The Ethereum (ETH) Constantinople hard fork [has been delayed until further notice](https://cryptoiq.co/breaking-crypto-news-ethereum-eth-constantinople-hard-fork-delayed-until-further-notice-due-to-critical-security-bug/) due to a critical security bug. At this point it would be best for developers to take their time and ensure that the fork has zero problems before scheduling to deploy it again, but instead the Constantinople hard fork will have to be rushed out as fast as possible since the difficulty bomb is already slowly detonating. [Block times have increased](https://www.etherchain.org/charts/blockTime) from 14 seconds in November to 15.5 seconds currently, and without a fork the Ethereum network would slow to a crawl within months.

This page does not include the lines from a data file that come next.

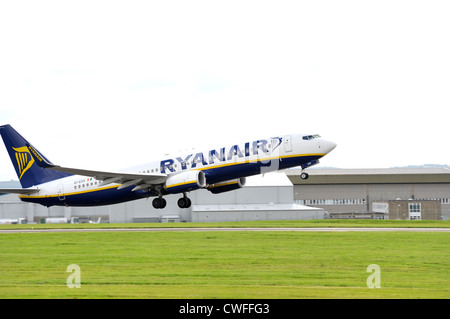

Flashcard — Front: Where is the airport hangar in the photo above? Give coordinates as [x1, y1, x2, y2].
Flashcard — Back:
[0, 168, 450, 223]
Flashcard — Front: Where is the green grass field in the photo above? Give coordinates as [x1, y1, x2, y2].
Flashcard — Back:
[0, 221, 450, 299]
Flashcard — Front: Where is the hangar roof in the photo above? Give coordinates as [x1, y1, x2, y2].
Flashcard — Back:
[286, 168, 450, 185]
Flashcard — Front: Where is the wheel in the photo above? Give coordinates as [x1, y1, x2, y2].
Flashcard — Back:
[152, 197, 167, 209]
[178, 197, 192, 208]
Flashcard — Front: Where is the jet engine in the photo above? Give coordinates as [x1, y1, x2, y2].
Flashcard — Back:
[165, 171, 206, 194]
[208, 177, 246, 194]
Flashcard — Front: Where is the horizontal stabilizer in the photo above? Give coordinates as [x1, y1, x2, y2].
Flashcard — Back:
[0, 188, 39, 195]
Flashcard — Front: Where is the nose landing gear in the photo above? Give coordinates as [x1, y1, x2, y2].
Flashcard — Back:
[178, 194, 192, 208]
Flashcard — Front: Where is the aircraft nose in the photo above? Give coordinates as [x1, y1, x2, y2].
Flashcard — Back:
[321, 140, 337, 154]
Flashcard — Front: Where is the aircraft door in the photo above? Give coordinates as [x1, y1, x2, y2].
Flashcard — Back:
[58, 184, 66, 201]
[284, 135, 292, 152]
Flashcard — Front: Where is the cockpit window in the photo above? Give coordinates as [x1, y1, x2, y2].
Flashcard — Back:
[303, 134, 320, 141]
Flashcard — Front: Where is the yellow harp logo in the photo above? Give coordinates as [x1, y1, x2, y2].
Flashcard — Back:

The Ethereum difficulty bomb is a piece of code that makes block times become exponentially longer after a point in order to force miners to upgrade to a new version of Ethereum. If miners choose not to upgrade, Ethereum block times would become so slow that there would barely be any block rewards, and the Ethereum network would become plagued with high fees due to very few blocks. Eventually, it would become totally non-functional.
This is obviously not an option for miners since they would no longer make any money from Ethereum block rewards, and any Ethereum (ETH) they have stored up would become worthless due to the collapse of the network.
Thus, the difficulty bomb gives Ethereum miners no choice but to agree to developer’s forks about once a year. This gives the developers a major upper hand over miners, and defeats Satoshi Nakamoto’s vision that proof of work (PoW) mining would act as decentralized governance where miners vote on upgrades to the blockchain by mining the blockchain they agree with.
Essentially, instead of a decentralized PoW system, the Ethereum developers grabbed power by putting a bomb in the code that gives miners no choice but to listen to developers.
The Ethereum developers are explicit in their desire to get rid of miners completely in the near future by transitioning from PoW to proof of stake (PoS). The difficulty bomb is being wielded as a weapon to force miners to disenfranchise themselves. For example, the Constantinople hard fork will slash block rewards from three ETH to two ETH, which is devastating for miners but still a better outcome than staying on the current blockchain where the difficulty bomb will bring block rewards down to a trickle in the near future.
Theoretically PoS can facilitate decentralized governance, but in reality, PoS is far more centralized than PoW. Users of a PoS cryptocurrency can vote by staking their coins, but users who are wealthy will be favored over users who barely have any money. Exchanges will especially have a large amount of power if Ethereum becomes PoS since a large fraction of existing Ethereum is on exchanges.
Also, staking coins to vote usually causes the coins to not be available for use for a period of time, which is impractical for people who use coins as currency. It is likely the percentage of users who vote will be very low, and the developers will likely get what they want 100 percent of the time.
Thus, the difficulty bomb has begun a dangerous trend of centralization for Ethereum, and the very existence of the difficulty bomb means Ethereum is no longer truly decentralized. The developers are people who are clearly disconnected from the miners who secure the chain, and now, they have the power to force their decisions on miners via the difficulty bomb. This seizure of power via the difficulty bomb will eventually lead to the end of mining on the Ethereum network, and at that point, Ethereum will be even more centralized.
It would have been best if the difficulty bomb never existed, and yearly forks forced by developers never became a reality. If that were so, perhaps Ethereum would have maintained its decentralization long term, which would be a much healthier situation for the Ethereum network.